New Labour is trying to change Britain from a relatively free society into a society of serfs. At a time when the Conservative Party seems to have lost the ability or taste for real opposition, it may seem that all the cards are in the government’s hand, and there is little an individual can do to resist.
But there have been cases of much more monolithic State oppression that have been overthrown by “little people”. In her inspiring 2002 Reith Lectures under the title A Question of Trust, Onora O’Neill (Lady O’Neill, Principal of Newnham College, Cambridge) suggests how this can happen by describing how humble individuals began to resist tyranny in the former communist Czechoslovakia:
The Communist Party of the People’s Republic of Czechoslovakia used to send bulletins with Party slogans and messages to be displayed in all shops.

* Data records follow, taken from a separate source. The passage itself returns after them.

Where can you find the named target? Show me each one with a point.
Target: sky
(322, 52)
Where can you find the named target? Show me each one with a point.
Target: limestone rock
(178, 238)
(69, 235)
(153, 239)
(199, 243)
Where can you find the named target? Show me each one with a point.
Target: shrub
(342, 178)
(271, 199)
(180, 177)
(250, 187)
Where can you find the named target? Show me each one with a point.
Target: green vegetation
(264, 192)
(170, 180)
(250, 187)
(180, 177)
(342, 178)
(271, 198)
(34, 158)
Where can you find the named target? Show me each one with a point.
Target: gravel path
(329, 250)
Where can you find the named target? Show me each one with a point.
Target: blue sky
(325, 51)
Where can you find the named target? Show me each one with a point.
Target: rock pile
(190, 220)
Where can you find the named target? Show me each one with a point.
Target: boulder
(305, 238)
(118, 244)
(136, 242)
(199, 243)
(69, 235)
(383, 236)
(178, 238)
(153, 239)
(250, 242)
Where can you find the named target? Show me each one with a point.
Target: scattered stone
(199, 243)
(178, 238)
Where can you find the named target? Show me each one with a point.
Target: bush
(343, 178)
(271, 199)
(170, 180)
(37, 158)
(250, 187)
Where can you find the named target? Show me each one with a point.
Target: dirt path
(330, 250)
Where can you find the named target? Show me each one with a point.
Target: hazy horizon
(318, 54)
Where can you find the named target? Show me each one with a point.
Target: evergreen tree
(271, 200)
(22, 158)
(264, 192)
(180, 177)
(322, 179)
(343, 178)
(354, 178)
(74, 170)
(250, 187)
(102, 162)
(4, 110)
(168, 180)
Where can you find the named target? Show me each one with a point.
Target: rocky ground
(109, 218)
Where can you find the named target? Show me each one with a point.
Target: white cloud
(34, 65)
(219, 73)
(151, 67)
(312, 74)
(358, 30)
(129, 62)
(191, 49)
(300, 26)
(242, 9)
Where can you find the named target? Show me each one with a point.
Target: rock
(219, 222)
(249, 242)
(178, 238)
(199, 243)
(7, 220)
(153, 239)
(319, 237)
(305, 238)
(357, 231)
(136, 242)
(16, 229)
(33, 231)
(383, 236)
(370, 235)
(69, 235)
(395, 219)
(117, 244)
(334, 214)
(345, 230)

These mind-numbingly boring Party slogans were so familiar that they became invisible: yet displaying them represented support for the regime and its oppressions, a small connivance, a small lie. Refusal to display those slogans, to endorse that view of the world, was a small act of truth and courage, and ultimately of power, that was open to the powerless. From small refusals larger and bolder action followed.
In 21st-century Britain, no-one is required to display slogans about the dictatorship of the proletariat. But anyone who participates in public life is being frequently required to sign up to the idea that preference for members of one’s own race and nation over others is wicked — implying that there could be a human society in which such feelings were not widespread.
I refuse to endorse that lie.
(In closing: readers are free to agree or disagree with what I have written here. Either way, please don’t expect me to respond to correspondence about it. I have a demanding job, and I just have not got the time.)